Kat walked across the rope bridge back toward the central island.  None of the eels were moving and the previous moments of chaos seemed strangely distant.  The lake was almost placid.

“Are you already thinking about your ascension ceremony?”  She asked.  “It’ll be tougher than most of our fights to date, but we all know that you’re the most capable of the three of us.  Once we’ve finished the dungeons on the ninth floor, you’ll be more than ready to challenge the floor guardian on your own.”

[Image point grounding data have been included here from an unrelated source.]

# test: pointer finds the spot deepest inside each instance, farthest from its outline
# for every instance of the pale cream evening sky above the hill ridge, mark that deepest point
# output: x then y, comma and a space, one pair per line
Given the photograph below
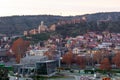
57, 7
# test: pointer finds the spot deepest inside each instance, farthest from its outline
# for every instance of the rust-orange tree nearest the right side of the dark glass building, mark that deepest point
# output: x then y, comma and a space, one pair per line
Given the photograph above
68, 58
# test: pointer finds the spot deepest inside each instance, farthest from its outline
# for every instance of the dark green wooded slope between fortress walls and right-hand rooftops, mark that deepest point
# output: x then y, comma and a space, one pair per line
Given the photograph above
82, 28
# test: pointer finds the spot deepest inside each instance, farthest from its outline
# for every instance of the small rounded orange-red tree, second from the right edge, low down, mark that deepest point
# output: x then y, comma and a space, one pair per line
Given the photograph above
105, 64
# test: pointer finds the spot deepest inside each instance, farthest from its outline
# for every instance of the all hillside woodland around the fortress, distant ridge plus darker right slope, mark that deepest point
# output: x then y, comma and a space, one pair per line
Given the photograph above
17, 24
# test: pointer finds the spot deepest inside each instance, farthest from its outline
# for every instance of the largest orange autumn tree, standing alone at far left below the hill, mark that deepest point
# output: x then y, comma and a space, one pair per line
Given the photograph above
19, 47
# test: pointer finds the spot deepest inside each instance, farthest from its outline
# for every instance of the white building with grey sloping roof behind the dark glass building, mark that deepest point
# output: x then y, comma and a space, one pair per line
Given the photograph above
34, 55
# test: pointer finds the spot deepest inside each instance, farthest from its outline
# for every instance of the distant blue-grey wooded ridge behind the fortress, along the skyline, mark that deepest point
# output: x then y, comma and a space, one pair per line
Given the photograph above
17, 24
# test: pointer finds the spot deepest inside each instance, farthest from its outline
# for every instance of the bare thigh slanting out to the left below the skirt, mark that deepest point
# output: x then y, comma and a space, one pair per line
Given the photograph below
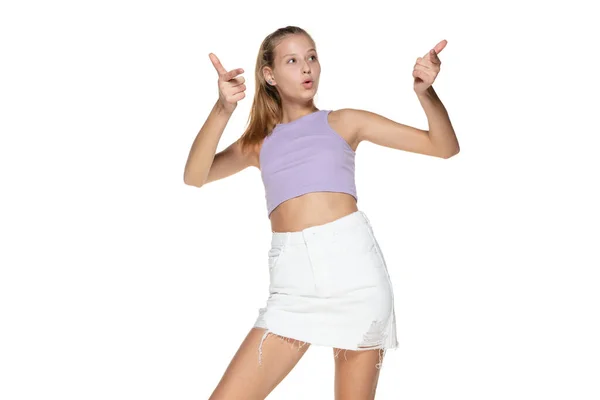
244, 378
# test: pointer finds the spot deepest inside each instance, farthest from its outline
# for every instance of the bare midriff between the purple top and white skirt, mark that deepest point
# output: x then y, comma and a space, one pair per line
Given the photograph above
311, 209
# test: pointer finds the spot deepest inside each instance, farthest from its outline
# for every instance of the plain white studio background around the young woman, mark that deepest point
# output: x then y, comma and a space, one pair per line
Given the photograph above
118, 281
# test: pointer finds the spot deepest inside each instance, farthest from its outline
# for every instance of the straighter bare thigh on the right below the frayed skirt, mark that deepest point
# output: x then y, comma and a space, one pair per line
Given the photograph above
357, 373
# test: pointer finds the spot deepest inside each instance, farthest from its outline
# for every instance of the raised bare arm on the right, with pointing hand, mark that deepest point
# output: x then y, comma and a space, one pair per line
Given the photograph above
439, 141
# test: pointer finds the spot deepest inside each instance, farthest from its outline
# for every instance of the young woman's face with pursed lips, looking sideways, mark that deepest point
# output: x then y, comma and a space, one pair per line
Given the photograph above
295, 61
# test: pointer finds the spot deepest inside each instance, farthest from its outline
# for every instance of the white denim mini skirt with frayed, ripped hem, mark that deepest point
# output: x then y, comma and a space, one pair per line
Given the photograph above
330, 286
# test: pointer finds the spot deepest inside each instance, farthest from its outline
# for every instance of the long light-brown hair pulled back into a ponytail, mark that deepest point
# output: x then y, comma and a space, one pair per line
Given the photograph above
266, 111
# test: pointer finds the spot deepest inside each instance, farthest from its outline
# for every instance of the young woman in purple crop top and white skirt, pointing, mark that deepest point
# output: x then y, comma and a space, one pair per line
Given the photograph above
329, 283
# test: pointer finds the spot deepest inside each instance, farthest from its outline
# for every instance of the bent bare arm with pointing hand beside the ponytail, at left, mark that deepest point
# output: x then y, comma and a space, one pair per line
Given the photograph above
203, 165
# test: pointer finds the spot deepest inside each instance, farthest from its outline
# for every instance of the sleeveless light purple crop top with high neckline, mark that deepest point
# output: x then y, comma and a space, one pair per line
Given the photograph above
305, 155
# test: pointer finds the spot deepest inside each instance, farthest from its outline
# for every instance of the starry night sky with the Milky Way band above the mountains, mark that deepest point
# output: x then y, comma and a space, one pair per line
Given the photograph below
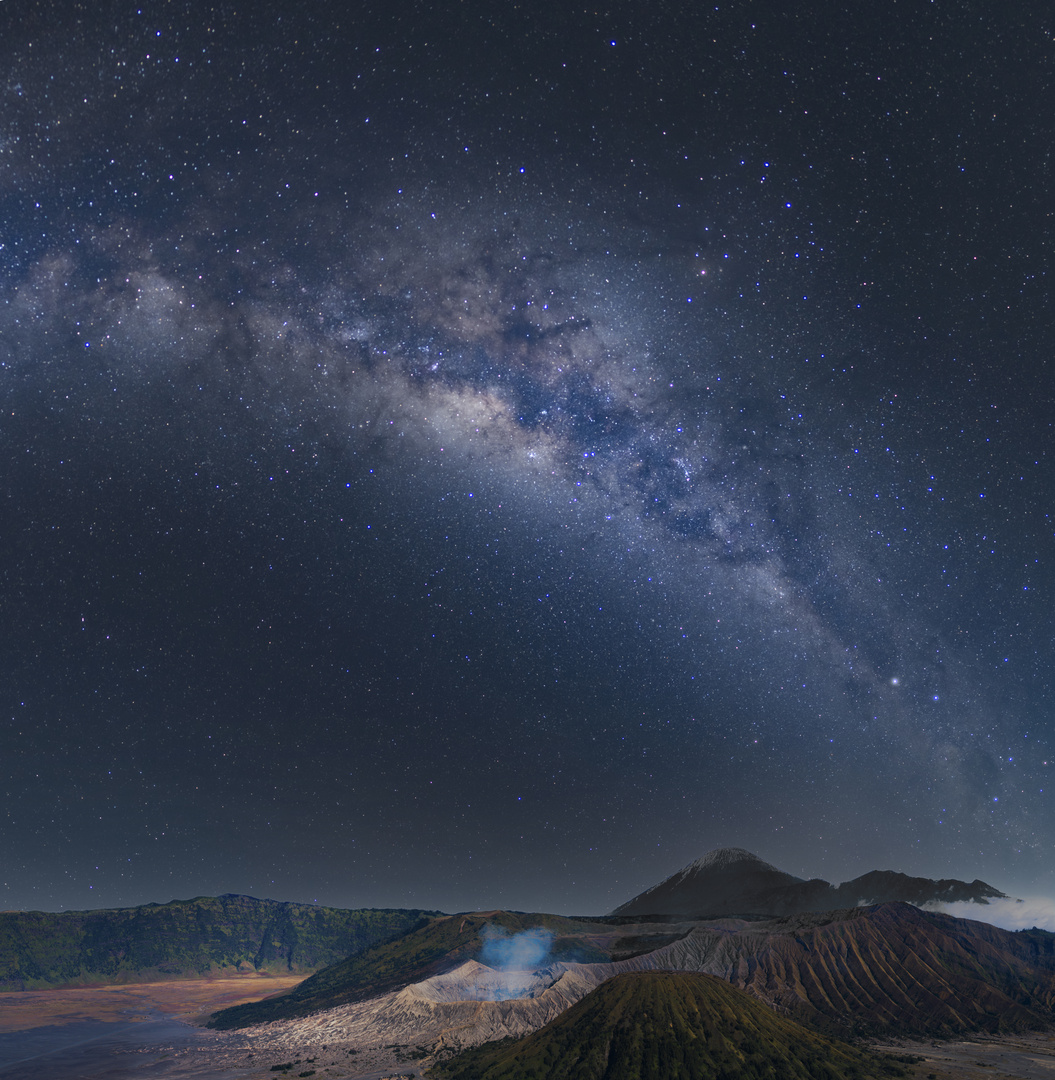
465, 455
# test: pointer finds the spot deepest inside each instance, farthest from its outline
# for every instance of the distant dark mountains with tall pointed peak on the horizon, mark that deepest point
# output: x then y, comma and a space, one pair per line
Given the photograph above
734, 882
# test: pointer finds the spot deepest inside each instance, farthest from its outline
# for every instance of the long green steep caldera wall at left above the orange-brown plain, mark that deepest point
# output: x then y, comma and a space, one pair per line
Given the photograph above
185, 939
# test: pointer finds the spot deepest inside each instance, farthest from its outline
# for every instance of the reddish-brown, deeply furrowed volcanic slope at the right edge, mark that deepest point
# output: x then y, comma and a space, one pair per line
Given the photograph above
896, 969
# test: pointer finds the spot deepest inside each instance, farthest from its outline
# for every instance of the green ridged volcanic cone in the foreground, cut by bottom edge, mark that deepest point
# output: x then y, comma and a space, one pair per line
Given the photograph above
668, 1027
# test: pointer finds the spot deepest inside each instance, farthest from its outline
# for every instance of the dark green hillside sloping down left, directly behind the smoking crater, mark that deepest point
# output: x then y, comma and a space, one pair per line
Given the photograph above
436, 946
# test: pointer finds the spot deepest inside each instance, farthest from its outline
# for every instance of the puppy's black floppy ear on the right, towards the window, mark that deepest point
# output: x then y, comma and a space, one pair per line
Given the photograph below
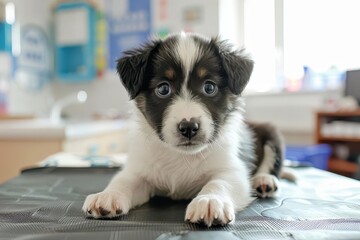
236, 66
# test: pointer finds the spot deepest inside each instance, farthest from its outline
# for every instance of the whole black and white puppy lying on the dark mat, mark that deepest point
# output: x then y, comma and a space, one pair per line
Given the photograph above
189, 139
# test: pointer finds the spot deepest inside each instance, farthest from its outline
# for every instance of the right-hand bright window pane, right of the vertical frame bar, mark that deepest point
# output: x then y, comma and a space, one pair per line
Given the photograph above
320, 37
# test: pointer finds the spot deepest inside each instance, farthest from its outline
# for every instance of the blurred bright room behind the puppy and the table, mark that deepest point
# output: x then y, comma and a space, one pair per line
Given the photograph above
59, 91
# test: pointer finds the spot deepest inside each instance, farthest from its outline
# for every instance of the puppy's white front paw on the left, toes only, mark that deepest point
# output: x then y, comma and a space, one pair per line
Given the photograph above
106, 204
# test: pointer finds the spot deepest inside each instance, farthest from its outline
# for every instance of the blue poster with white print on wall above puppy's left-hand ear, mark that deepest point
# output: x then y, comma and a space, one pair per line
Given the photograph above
129, 25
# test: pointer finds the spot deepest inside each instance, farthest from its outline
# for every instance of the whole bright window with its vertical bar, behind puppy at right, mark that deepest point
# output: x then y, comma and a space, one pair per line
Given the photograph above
301, 44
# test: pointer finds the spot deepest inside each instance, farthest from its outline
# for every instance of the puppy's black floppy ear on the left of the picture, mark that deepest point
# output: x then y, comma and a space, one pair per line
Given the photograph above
134, 68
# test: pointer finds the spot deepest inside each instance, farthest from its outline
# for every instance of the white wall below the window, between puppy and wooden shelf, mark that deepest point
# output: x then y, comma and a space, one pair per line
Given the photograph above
293, 113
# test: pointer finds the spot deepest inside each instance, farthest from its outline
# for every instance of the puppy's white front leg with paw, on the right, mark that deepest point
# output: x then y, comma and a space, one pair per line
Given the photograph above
219, 199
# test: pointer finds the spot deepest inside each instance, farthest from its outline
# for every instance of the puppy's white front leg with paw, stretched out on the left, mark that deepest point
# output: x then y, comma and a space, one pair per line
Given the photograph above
122, 194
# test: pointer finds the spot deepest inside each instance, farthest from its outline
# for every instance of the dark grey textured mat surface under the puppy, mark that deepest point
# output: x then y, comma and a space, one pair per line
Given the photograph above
46, 204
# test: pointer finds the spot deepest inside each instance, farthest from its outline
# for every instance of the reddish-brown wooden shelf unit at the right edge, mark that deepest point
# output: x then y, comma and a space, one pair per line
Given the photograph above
336, 164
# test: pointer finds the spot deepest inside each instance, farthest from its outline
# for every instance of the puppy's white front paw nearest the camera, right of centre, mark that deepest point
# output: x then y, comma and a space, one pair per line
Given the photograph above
210, 210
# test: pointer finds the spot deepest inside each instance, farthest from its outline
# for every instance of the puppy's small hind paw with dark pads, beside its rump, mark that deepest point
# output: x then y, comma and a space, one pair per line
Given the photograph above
265, 185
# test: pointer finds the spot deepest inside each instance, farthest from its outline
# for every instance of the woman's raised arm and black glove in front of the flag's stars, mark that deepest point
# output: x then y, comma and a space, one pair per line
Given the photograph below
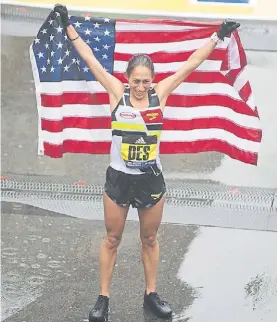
112, 85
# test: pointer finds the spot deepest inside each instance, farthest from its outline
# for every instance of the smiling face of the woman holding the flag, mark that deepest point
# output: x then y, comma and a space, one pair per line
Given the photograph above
140, 81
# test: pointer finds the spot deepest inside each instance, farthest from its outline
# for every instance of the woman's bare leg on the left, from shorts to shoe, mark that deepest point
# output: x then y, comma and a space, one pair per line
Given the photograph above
115, 218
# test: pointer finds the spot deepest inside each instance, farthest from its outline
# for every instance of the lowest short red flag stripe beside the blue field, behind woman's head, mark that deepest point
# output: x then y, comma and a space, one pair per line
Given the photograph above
194, 77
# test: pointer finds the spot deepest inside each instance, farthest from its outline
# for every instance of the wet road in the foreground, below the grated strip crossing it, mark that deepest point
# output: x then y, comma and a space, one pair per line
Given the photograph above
50, 270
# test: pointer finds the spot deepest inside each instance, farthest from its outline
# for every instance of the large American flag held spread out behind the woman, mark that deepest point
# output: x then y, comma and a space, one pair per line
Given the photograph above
212, 110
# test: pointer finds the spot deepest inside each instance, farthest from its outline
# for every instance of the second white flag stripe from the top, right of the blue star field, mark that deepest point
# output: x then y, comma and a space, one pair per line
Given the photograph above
172, 47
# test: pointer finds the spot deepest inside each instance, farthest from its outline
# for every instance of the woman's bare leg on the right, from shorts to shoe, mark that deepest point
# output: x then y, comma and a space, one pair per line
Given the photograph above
150, 220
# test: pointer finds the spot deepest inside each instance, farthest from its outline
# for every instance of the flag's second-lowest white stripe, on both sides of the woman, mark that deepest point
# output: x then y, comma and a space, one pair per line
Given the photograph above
172, 113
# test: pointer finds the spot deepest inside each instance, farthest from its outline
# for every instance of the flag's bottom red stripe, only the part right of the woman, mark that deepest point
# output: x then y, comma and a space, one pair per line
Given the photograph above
208, 145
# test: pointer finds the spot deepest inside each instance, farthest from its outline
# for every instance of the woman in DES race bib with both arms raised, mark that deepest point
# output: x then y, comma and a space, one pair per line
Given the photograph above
134, 176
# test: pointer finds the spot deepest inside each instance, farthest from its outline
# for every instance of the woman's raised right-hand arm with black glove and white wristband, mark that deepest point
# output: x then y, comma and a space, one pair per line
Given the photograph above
165, 87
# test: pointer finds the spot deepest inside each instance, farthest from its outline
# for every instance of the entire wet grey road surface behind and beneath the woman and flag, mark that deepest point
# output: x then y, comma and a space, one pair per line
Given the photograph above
218, 257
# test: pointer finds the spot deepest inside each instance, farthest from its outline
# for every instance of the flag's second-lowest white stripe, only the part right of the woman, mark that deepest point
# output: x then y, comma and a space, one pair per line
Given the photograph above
192, 113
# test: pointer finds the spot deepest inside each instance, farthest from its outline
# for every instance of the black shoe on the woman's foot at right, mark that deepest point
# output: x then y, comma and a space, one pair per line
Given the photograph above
160, 308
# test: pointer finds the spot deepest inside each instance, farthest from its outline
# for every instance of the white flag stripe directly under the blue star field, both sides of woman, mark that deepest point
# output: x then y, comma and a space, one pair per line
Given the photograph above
189, 89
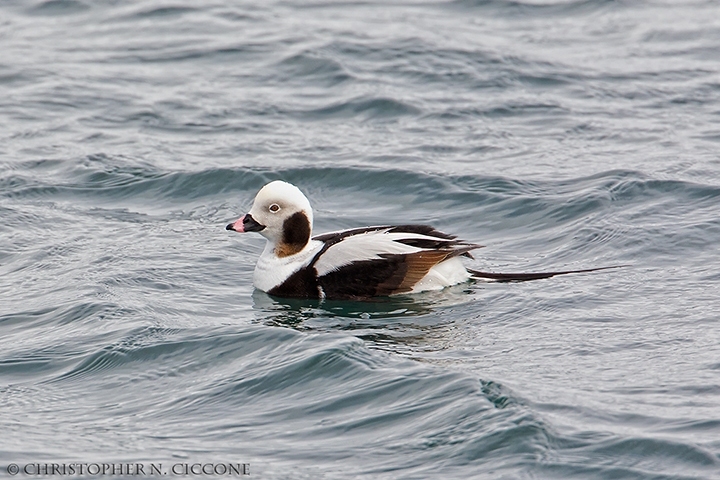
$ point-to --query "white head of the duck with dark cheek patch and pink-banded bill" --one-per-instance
(280, 213)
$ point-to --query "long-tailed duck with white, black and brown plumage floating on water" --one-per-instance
(353, 264)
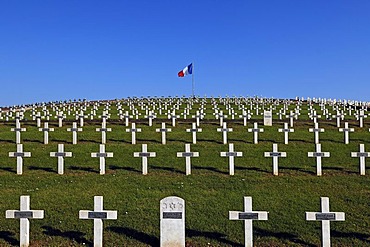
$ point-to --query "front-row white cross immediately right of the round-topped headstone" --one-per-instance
(248, 216)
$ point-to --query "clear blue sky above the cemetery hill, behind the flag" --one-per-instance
(60, 50)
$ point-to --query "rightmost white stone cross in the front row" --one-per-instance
(325, 216)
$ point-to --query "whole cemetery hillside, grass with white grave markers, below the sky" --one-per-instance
(179, 171)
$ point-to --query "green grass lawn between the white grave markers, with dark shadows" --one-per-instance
(209, 192)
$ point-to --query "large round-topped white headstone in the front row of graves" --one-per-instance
(172, 222)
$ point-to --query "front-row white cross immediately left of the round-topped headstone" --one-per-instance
(98, 215)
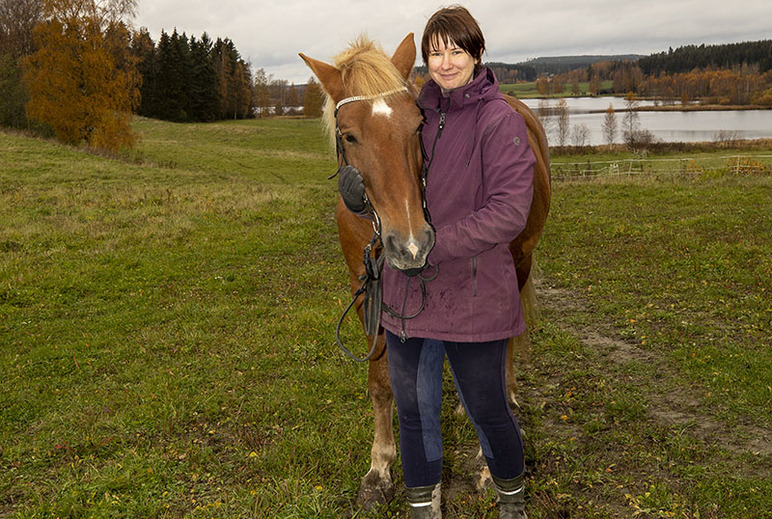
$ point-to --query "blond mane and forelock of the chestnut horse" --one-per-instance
(366, 70)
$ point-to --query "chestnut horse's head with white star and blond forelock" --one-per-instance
(372, 115)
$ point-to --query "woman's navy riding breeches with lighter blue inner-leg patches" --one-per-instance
(415, 369)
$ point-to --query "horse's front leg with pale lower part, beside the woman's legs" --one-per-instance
(377, 486)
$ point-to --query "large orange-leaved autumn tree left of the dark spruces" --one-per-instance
(81, 83)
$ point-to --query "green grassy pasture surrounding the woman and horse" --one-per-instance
(167, 338)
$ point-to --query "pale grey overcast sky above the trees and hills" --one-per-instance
(270, 33)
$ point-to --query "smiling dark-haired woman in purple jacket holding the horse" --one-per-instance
(479, 187)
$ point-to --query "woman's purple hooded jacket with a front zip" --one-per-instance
(478, 193)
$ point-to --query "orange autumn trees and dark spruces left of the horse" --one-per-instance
(75, 69)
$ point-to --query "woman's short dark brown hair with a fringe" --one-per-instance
(456, 25)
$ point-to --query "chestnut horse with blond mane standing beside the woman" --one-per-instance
(371, 117)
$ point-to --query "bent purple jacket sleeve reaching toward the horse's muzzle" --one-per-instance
(507, 175)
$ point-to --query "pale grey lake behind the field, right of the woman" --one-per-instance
(665, 126)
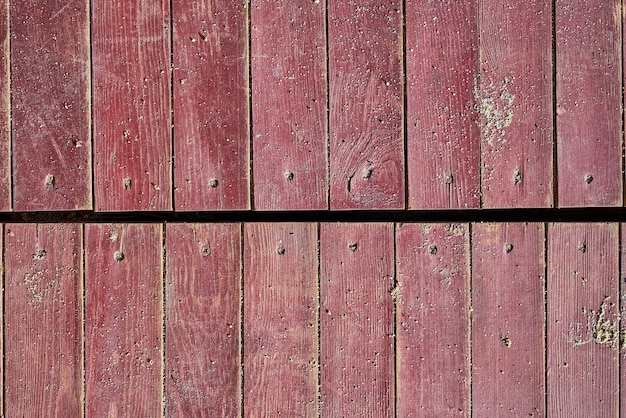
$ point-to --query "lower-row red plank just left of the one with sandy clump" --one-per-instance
(508, 320)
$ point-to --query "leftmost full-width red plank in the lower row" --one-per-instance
(43, 320)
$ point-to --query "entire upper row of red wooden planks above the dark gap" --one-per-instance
(310, 105)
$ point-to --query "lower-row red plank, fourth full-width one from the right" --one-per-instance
(356, 320)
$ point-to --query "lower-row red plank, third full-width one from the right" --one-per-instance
(432, 316)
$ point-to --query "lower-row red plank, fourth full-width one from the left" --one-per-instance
(280, 319)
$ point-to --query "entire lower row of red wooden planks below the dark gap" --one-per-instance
(307, 319)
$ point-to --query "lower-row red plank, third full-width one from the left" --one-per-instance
(202, 340)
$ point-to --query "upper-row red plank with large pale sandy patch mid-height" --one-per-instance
(515, 103)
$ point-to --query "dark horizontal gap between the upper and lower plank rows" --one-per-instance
(475, 215)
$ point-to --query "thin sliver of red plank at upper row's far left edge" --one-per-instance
(5, 109)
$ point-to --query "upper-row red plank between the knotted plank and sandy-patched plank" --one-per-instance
(442, 134)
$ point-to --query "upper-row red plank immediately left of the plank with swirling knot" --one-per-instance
(289, 104)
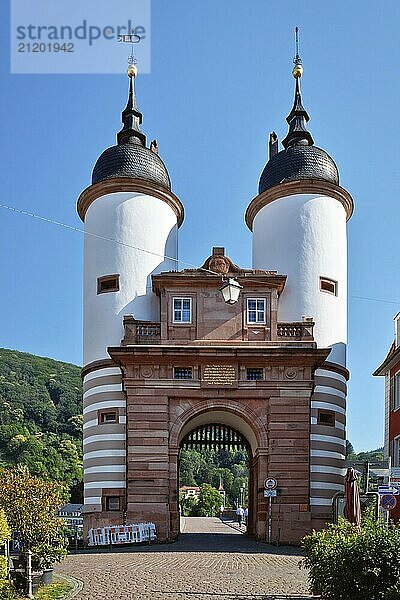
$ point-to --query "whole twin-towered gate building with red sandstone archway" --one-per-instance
(168, 362)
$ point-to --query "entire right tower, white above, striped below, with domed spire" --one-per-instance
(298, 222)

“I won’t have time to go through each and every dungeon,” Dorrik replied, their crest almost rigid with tension.  “I can feel the changes coming upon me.  If we wait too long, I will become male with or without the ceremony and that would be a dishonor beyond what I can bear.  Even losing and dying in a fight against the guardian would pale in comparison.”

“Wait,” Kat waved a hand to cut the lokkel off.  “What do you mean we won’t have time to go through the dungeons first?  Do they just expect you to run right up to the floor guardian and defeat it without even getting a level’s worth of dungeon awards under your belt?”

“Precisely.”  They sighed.  “There is enough time for us to journey across the floor.  My clan has picked a specific guardian that while impressive, is tailored to my skills.  It will take us a number of nights to find it, but it is the only one against which I have a fighting chance.  Afterward, if I survive, if I do not ascend to the next floor, I will not receive any reward for my feat from the Tower, but I will be allowed to clear the floor’s dungeons alongside the two of you.”

“That hardly seems fair.”  Kat crossed her arms.  “Can’t you take a drug or something to suppress your evolution long enough for you to at least finish off enough dungeons?  It doesn’t seem fair to push something like this any more than your clan is already pushing it.”

“It’s not that easy, Kat,” Kaleek chimed in.  “By now Clan Ahn has begun sending witnesses down.  We aren’t talking folks on just the twenty fourth floor here, we are talking heavy hitters between thirty six and forty eight.  These are not the sort of people that you can disappoint.”

“Still,” Kat said, almost pouting.  “I can’t believe they’re setting Dorrik up for failure like this.  It’s like they don’t want them to win.”

A hand clapped down on her shoulder, and Kat looked up to see Dorrik standing above her, what passed for a smile on their heavily fanged muzzle.

“I thank you Miss Kat, but you misunderstand.  The greater the risk and the greater the threat, the greater the honor.  Clan Ahn does not assign the impossible.  For those it does not expect much of, it barely assigns difficult challenges.  For me?  I have been assigned the greatest challenge of my generation.  When you look at me Miss Kat, what do you see?”

“A scared friend?” She hazarded.

“An easy mistake,” Dorrik replied with a chuckle.  “The challenges are out of the way and the road ahead is clear.  This isn’t fear or worry you see.  It’s excitement.”